Oriana Skylar, a Fellow at Stanford University’s Freeman Spogli Institute for International Studies and the American Enterprise Institute, says that the upcoming naval exercises demonstrate “the potential for the presence of Russia-China cooperation in the Indian Ocean and how the two present a much greater threat to a continued US role and influence in the region than either would individually.”
The US would react in any case. On the invitation of the White House, forty-nine African leaders flew into Washington for the first continent-wide summit with the US in eight years as President Biden sought to use personal diplomacy to win back influence.
Defense Secretary Lloyd Austin, at a panel with several African presidents, at the start of the three-day summit, charged the US rivals had a different approach.
He said China was expanding its footprints in Africa daily through its growing economic influence. He said Russia was “continuing to peddle cheap weapons” and deploying “mercenaries across the continent destabilizing Africa.”

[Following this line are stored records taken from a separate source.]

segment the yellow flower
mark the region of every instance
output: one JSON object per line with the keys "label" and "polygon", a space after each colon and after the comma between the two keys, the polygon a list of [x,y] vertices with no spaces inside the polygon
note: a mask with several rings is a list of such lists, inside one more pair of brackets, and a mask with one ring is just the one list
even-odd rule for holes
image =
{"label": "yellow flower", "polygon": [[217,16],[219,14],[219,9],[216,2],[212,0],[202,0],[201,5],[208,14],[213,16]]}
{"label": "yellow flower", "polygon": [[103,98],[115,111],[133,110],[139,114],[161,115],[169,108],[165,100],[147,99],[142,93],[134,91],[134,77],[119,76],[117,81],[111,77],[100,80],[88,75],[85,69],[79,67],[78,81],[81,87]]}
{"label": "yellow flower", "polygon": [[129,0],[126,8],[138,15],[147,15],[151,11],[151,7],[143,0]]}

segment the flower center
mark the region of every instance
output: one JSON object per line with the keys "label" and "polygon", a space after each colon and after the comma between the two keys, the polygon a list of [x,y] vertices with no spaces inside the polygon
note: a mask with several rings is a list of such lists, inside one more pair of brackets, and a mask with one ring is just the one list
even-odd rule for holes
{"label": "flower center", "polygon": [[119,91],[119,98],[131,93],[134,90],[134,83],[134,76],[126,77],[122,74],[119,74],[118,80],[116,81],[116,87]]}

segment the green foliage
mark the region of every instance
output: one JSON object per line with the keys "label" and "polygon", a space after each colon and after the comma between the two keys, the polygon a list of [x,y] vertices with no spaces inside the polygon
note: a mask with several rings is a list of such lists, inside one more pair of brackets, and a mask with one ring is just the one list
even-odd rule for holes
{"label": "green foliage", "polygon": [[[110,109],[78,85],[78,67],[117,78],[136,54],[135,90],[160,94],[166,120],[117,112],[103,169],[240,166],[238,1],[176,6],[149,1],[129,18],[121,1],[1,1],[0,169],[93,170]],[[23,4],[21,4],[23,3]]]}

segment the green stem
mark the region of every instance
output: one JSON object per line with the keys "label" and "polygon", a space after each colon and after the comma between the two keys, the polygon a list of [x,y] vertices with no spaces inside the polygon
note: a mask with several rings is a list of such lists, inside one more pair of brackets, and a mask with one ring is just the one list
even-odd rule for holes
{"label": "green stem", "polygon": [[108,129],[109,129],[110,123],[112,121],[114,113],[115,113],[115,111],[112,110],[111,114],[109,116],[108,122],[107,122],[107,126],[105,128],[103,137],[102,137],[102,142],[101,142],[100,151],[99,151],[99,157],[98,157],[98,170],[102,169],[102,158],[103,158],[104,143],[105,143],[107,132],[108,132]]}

Radio France International reports that President Biden plans to unveil $55 billion for Africa over three years. In one of the first announcements, the White House said the US would invest $4 billion by the 2025 fiscal year to train African health workers, a rising priority for Washington since the Covid–19 pandemic.
To sum up, Africa is on the verge of being sucked in by a phenomenon of international rivalry for gaining a foothold in the African continent that is still young in terms of natural resources and geographical location.